12 Jun 2016
The wisdom of the ages
Story #1:
There was an old Indian Chief who once commissioned a group of young men in his tribe for a major project. The Chief understood the value of documenting the lessons of the past, for the benefit of future generations in the tribe. So he set the group out to gather, compile and document and the history of their people. And after years of work, they presented to the Chief a pile of documents in 20 large binders, each as big as War and Peace. The Chief was proud of what the men had accomplished, and thanked them for their work.
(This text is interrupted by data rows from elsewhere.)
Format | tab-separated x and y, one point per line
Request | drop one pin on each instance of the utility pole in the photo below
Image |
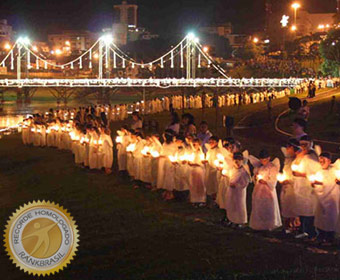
19	62
100	61
188	57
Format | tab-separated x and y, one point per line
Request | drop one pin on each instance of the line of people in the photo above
217	171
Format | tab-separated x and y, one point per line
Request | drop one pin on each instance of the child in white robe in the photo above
265	213
198	194
107	150
236	196
166	169
327	206
211	182
287	195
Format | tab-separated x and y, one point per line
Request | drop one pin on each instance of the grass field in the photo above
133	234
“But,” he added solemnly, “there will be few who read this in its entirety before they grow old. My people are required to do much. Therefore, go and reduce this information to something more reasonable.” The group was a little disappointed, but removed the 20 document sets and set about reducing the content.
A few weeks later, they returned to the Chief with a single binder of documents as big as War and Peace. The Chief was pleased and thanked the group again, but stated it was still too big. “I want something that can be read by everyone in a reasonable amount of time.” The group left again, and a few days later, returned with only a few sheets containing the history in a much smaller binder. The Chief was very happy and thanked the group again. But as they were leaving he said, “Now wait! I need you to summarize all of this in one sentence, which I will use as the title for this book of history.”
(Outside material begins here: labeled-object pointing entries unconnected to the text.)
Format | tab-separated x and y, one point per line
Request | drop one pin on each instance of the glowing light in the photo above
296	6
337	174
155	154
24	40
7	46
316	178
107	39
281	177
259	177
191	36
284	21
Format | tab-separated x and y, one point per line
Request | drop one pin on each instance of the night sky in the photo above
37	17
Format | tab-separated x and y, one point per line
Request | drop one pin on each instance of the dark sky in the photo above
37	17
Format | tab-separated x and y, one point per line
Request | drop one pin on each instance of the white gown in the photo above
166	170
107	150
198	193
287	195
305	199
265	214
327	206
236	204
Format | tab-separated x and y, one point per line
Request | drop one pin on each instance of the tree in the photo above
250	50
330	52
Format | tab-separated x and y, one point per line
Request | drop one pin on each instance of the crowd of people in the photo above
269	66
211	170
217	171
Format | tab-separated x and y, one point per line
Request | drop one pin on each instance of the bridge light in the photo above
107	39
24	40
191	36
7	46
The group just looked at each other, with a smirk, as if each knew what the other was thinking. Then the leader wrote down the sentence they would use for a title, and handed it to the chief. It said: “There ain’t no free lunch.”
Story #2
A pastor in modern day America was looking for a way to help people to read the Bible, and understand the history it contained. He gathered a group of believers in his congregation to take the content of the Bible and reduce it to a smaller version. In much the same way as the Indian chief sent his group back a few times to continually reduce the volume it had, the pastor did the same.
Once the group finally had the Bible down to a size the pastor felt was appropriate, he also had them create a single sentence to summarize its history. The sentence they came up with was: Has your way really worked?